The new medication I started on last week (Duloxetine 60mg) has definitely lifted my mood after having been on it only ten days. There are still some sudden tumbles downwards and now also glimpses of peaks of euphoria set in a brilliant sky. Overall, a certain stability now and momentum to move through days with purpose. However. There is always an “however”.

There are times, too, at the end of the day which seem meaningless and empty. I have lost the ability to read (or write much) over the past month, and this is still the case. Although calm in terms of mood, and certainly without the almost physical sense of depression, I do survey the arid wastes of nothing very much and ponder.
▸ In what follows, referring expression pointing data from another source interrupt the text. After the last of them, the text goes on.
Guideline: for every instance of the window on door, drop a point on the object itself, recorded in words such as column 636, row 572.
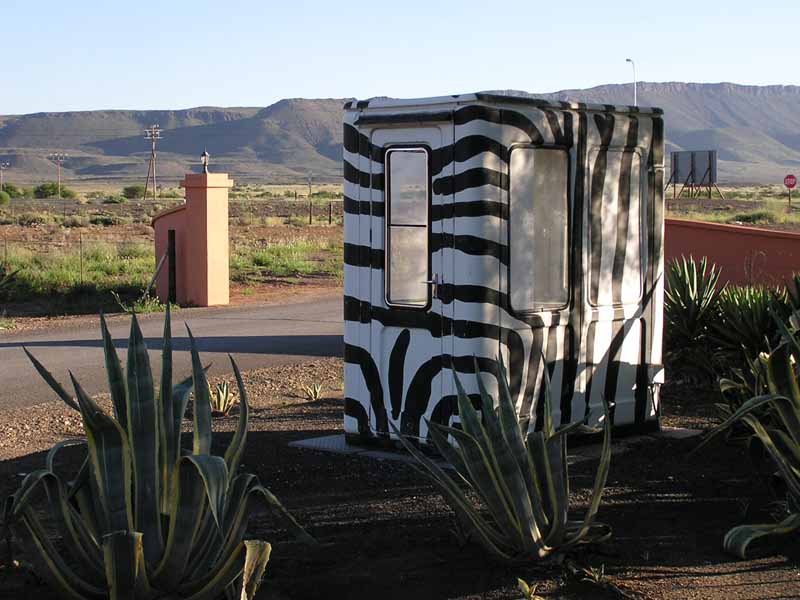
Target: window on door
column 616, row 251
column 407, row 191
column 538, row 229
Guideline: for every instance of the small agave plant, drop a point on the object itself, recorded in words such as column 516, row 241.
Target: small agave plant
column 222, row 399
column 520, row 477
column 774, row 419
column 144, row 518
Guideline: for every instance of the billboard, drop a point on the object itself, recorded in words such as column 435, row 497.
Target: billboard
column 694, row 167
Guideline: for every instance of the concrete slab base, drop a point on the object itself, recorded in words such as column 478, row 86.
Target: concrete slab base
column 336, row 444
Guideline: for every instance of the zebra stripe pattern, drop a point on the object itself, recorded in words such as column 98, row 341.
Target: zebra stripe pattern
column 606, row 344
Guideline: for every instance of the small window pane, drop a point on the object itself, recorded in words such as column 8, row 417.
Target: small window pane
column 538, row 228
column 408, row 266
column 408, row 186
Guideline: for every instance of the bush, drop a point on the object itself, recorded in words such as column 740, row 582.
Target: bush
column 134, row 250
column 74, row 221
column 691, row 297
column 774, row 421
column 27, row 219
column 133, row 192
column 144, row 518
column 107, row 220
column 49, row 189
column 12, row 190
column 519, row 474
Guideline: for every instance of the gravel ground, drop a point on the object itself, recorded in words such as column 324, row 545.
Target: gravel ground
column 384, row 532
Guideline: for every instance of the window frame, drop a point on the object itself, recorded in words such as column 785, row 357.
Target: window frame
column 387, row 227
column 568, row 238
column 644, row 228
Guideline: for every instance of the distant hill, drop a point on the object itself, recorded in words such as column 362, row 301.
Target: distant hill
column 756, row 130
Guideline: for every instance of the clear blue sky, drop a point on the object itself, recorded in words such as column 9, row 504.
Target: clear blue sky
column 90, row 54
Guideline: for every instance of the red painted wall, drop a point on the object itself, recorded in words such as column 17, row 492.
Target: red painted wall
column 746, row 255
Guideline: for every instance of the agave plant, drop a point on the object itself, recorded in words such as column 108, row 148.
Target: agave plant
column 222, row 399
column 690, row 306
column 144, row 518
column 745, row 326
column 690, row 298
column 773, row 419
column 520, row 477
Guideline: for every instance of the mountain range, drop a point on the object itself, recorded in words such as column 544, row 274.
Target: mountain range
column 756, row 130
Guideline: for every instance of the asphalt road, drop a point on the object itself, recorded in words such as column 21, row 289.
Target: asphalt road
column 256, row 336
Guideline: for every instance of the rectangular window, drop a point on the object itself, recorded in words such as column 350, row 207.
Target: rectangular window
column 615, row 227
column 407, row 189
column 538, row 209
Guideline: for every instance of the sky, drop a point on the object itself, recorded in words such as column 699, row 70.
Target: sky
column 169, row 54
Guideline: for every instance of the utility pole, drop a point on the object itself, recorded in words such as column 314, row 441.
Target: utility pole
column 3, row 167
column 59, row 158
column 153, row 133
column 633, row 64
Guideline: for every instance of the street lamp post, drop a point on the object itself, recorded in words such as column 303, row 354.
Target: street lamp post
column 3, row 167
column 58, row 158
column 633, row 64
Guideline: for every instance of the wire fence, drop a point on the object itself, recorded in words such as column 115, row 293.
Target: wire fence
column 79, row 254
column 72, row 213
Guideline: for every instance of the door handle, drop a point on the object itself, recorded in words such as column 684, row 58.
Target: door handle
column 435, row 283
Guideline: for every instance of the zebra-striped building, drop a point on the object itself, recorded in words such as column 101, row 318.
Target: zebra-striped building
column 481, row 224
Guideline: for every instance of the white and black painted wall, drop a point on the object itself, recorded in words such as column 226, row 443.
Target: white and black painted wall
column 484, row 225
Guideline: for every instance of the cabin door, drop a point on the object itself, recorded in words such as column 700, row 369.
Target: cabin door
column 409, row 330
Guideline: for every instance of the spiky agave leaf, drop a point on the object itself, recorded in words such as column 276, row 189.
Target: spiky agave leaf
column 101, row 514
column 522, row 480
column 143, row 433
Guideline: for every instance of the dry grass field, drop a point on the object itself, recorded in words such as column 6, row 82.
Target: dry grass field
column 96, row 252
column 764, row 206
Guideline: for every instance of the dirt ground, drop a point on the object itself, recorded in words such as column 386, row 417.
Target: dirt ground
column 384, row 532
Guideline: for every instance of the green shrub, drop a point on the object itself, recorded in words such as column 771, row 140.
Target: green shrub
column 134, row 250
column 12, row 190
column 107, row 220
column 132, row 192
column 49, row 189
column 74, row 221
column 745, row 326
column 27, row 219
column 144, row 518
column 774, row 420
column 756, row 217
column 520, row 476
column 691, row 297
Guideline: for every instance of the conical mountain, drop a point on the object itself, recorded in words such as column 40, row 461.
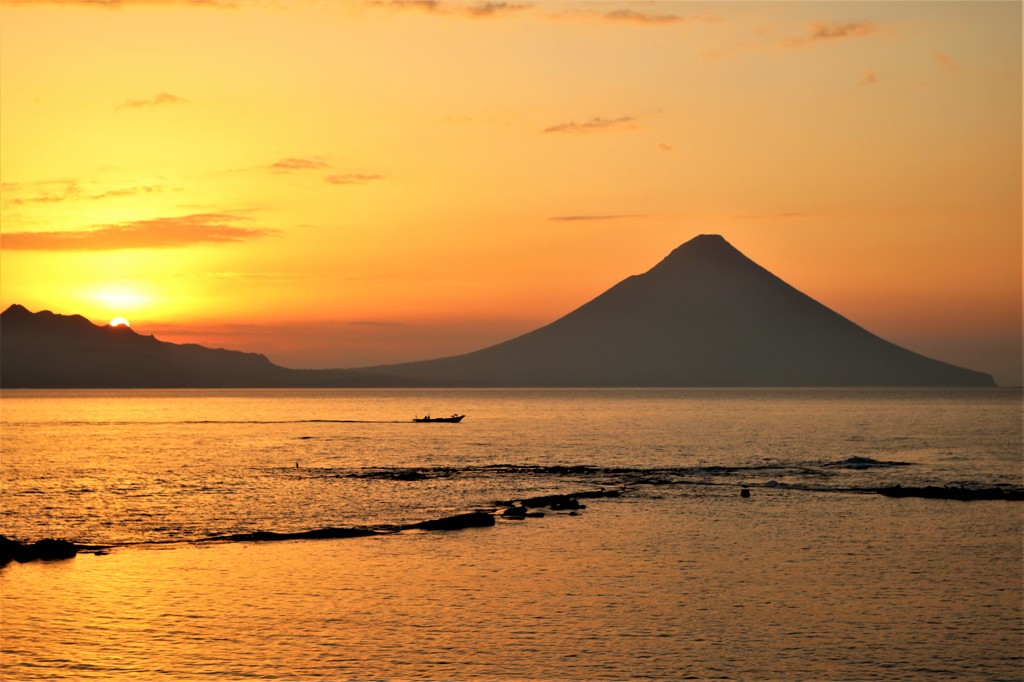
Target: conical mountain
column 706, row 315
As I mentioned previously, I am returned to existential questions. To some extent being fully depressed is a form of sickness like any other that keeps you insulated from such aridity. I am remind of Eliot’s “Winter kept us warm with forgetful snow” as the cruel April brings the first green shoots through. I also get a much more pragmatic view of my situation regarding things such as unemployment, income, ageing. All of this is bearable but I wonder whether for some the lifting out of the level of depression which responds to chemicals can lead to a clarity which is of a different quality but possibly devestating in its impact?
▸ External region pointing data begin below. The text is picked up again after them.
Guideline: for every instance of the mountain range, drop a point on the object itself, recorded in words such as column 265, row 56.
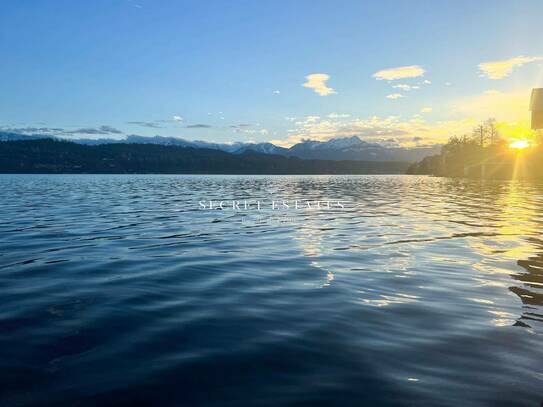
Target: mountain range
column 346, row 148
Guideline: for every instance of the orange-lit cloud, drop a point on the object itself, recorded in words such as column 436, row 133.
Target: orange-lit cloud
column 503, row 68
column 402, row 72
column 317, row 82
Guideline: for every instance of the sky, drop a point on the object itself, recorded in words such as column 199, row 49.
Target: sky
column 404, row 73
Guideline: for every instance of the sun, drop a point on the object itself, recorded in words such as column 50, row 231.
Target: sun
column 519, row 144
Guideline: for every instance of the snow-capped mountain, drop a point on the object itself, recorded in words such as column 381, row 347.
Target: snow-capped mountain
column 346, row 148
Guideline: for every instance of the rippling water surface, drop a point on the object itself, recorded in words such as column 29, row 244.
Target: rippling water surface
column 121, row 290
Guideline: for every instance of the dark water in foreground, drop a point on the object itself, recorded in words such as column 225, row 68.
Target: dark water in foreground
column 119, row 290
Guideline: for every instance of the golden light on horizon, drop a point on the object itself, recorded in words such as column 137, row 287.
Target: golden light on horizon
column 519, row 144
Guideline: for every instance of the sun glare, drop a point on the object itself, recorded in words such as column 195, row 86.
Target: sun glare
column 519, row 144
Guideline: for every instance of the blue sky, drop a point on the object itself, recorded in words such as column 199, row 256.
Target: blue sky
column 235, row 70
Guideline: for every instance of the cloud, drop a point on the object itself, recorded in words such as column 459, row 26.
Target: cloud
column 406, row 87
column 402, row 72
column 395, row 96
column 334, row 115
column 152, row 125
column 317, row 82
column 503, row 106
column 198, row 126
column 503, row 68
column 382, row 130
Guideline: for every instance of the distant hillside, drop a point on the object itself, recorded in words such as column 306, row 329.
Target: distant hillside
column 52, row 156
column 344, row 148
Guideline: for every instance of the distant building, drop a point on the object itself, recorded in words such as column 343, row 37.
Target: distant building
column 536, row 107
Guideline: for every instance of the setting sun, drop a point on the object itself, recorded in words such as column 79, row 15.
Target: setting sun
column 519, row 144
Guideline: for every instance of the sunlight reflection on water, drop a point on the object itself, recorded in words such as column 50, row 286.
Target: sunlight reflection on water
column 119, row 288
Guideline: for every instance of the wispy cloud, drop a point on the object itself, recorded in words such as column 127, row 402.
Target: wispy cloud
column 198, row 126
column 406, row 87
column 395, row 96
column 335, row 115
column 383, row 130
column 59, row 131
column 102, row 130
column 503, row 106
column 503, row 68
column 317, row 82
column 152, row 125
column 402, row 72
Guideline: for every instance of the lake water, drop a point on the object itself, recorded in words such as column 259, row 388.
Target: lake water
column 123, row 290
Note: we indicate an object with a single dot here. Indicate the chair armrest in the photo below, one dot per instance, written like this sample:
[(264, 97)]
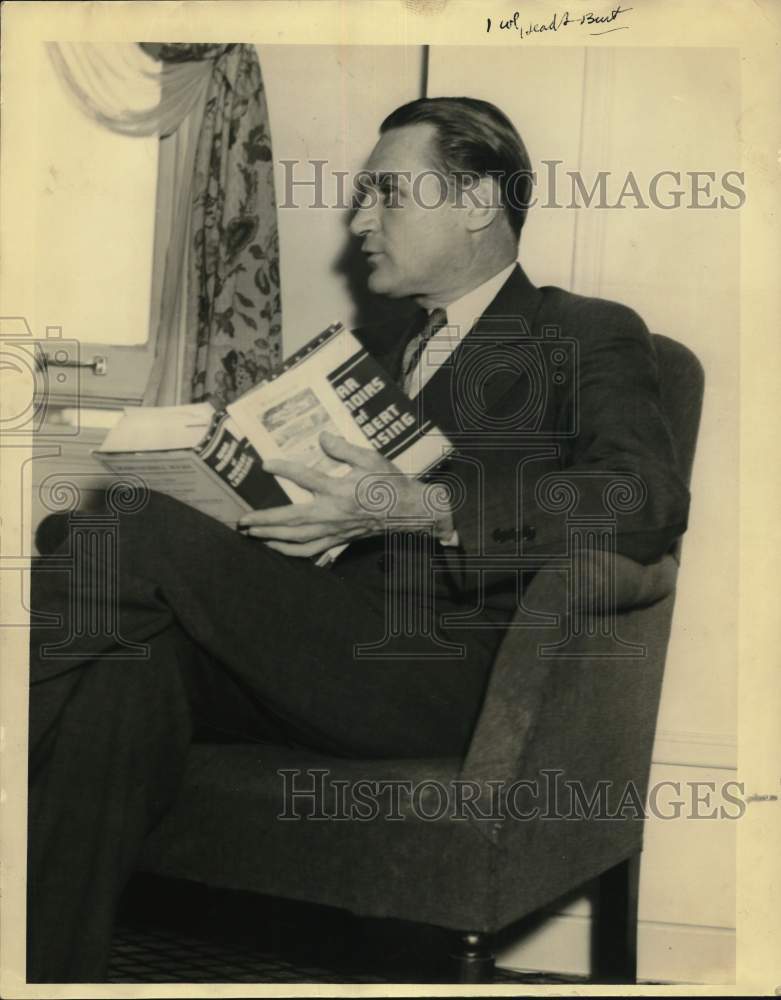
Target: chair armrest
[(556, 690)]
I am thinking of people who have underlying multiple situational problems. I’ll leave aside the complex questions arising around causation and proceed just on the basis of correlation. If one takes all the factors that impact on “wellbeing” into account, any point of entry can be made into the complex. Relationships, physical health, housing, income, crime record, unemployment, substance dependence, education, social life, friendships, cultural engagement, factors of stigmatisation, mental health, and all the aspects of social exclusion. You cannot lift someone out of depression with a pill and expect them to be thereafter ‘undepressed’: there are many layers of the experience of depression. It may be for some the “mind forg’d manacles” of past and present life structures are unbearable even to look at. It makes complaining about existential aridity somewhat nugatory.

New Med

I saw a different psychiatrist yesterday, the fifth one I’ve ever seen. He was the best. He kept to the rigour of the others but allowed more open responses. He suggested four or five medications to tackle the depression, including antipsychotics. I’ve opted for duloxetine as that seems quickest to work and can be a relatively short term option.

Full on head cold with chest infection but feeling quite pleasantly tired and allowing a wallow in temporary incapacity. My coffee intake has been halved over past five days, but little progress in other areas such as exercise and diet.